9. Cover the dish and cook the biryani in an oven for 15-20 minutes. Serve it right away. Just before serving, top it with caramelized onions.


Enjoy!

10 Comments:

The Cooking Ninja said...

I'm so happy to have found your recipe. Been wanting to make this meal for a long long time. :) It's marked for this week meal. :) Thank U

Jurate Nair said...

Happy to hear that! Hope you like this recipe as there are so many different biryani versions. Even I have two more family recipes that seem to be quite different. I am planning to try them out some time soon :o)

Chow and Chatter said...

this looks great what a cute blog you have

Jurate Nair said...

Thanks :o) Loved your blog, I just spent long time surfing it and will be coming back for more! :o)

The Cooking Ninja said...

I have a question: On Step 4, cook the marinated chicken and then add the yogurt. Where does this yogurt comes from? I thought all the yogurt is added to chicken to marinate it.

Jurate Nair said...

Sorry, I was not very clear in my directions. First take out and add only chicken pieces and fry them in the masala, then add yogurt that the chicken pieces were being marintated in along with turmeric powder and salt. No additional yogurt needs to be added.

The Cooking Ninja said...

Thanks for the reply Jurate. Sorry I have another question: in which step should I add in the chopped garlic and ginger n chillies pieces? For me, I take it it is added when cooking the rice. Is this correct? Or it is for the chicken?

Jurate Nair said...

Oops so sorry!
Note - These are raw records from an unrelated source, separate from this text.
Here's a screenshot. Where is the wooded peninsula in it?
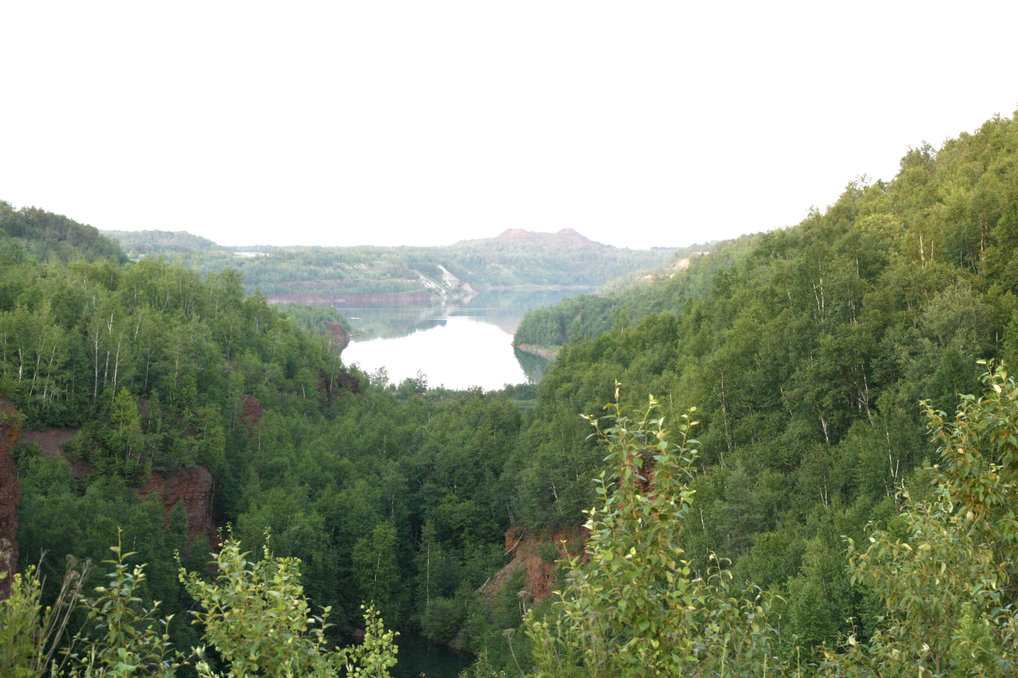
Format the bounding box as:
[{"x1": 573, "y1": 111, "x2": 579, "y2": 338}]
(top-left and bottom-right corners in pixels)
[{"x1": 0, "y1": 110, "x2": 1018, "y2": 678}]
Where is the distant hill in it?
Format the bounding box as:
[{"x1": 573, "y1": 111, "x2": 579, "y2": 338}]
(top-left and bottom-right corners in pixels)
[
  {"x1": 101, "y1": 231, "x2": 220, "y2": 260},
  {"x1": 0, "y1": 201, "x2": 127, "y2": 262},
  {"x1": 103, "y1": 228, "x2": 674, "y2": 306},
  {"x1": 498, "y1": 228, "x2": 597, "y2": 246}
]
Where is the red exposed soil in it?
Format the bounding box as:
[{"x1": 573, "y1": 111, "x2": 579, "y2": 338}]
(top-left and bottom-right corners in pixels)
[
  {"x1": 137, "y1": 466, "x2": 219, "y2": 551},
  {"x1": 265, "y1": 292, "x2": 441, "y2": 307},
  {"x1": 0, "y1": 399, "x2": 21, "y2": 600},
  {"x1": 477, "y1": 527, "x2": 588, "y2": 602}
]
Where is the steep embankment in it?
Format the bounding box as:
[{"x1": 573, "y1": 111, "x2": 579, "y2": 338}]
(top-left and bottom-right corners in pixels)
[{"x1": 0, "y1": 398, "x2": 21, "y2": 599}]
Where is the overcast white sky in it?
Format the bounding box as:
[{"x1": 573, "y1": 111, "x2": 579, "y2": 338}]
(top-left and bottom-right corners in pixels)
[{"x1": 0, "y1": 0, "x2": 1018, "y2": 246}]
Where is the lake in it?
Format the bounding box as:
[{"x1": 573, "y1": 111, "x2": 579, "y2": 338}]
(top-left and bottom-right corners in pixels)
[{"x1": 339, "y1": 288, "x2": 591, "y2": 391}]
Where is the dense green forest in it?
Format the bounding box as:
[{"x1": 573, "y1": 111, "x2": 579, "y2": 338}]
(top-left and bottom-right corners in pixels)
[{"x1": 0, "y1": 108, "x2": 1018, "y2": 678}]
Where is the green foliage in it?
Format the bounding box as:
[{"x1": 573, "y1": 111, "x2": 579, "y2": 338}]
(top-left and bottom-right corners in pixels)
[
  {"x1": 0, "y1": 201, "x2": 126, "y2": 263},
  {"x1": 823, "y1": 366, "x2": 1018, "y2": 676},
  {"x1": 70, "y1": 540, "x2": 184, "y2": 677},
  {"x1": 180, "y1": 538, "x2": 396, "y2": 678},
  {"x1": 525, "y1": 389, "x2": 785, "y2": 677},
  {"x1": 0, "y1": 554, "x2": 89, "y2": 678}
]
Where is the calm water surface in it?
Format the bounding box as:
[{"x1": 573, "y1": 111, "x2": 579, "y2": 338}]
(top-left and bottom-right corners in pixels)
[{"x1": 340, "y1": 289, "x2": 586, "y2": 391}]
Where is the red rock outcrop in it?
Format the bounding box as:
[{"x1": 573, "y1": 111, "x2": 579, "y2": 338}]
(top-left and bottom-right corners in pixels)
[
  {"x1": 0, "y1": 399, "x2": 21, "y2": 600},
  {"x1": 477, "y1": 527, "x2": 588, "y2": 602},
  {"x1": 137, "y1": 466, "x2": 219, "y2": 551}
]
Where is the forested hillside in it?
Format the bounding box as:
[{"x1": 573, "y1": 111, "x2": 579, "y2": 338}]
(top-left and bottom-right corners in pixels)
[
  {"x1": 0, "y1": 108, "x2": 1018, "y2": 678},
  {"x1": 498, "y1": 109, "x2": 1018, "y2": 658}
]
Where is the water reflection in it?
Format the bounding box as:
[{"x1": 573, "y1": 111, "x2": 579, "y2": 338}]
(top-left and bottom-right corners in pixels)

It was quite late when I was typing this recipe out, I better read it carefully again!

Garlic, ginger and green chili go after the onion when making when cooking the chicken.

Anonymous said...

thanks, jurate, for the recipe. i finally got my mom's biriyani recipe and made it. it is basically the same, except no cinnamon,mint, cloves . i wonder if there is variation because my family is syrian christian? maybe i can send it to you to try.

nandini

Jurate Nair said...

Hi Wendy, that's right, add the yogurt in which chicken marinated.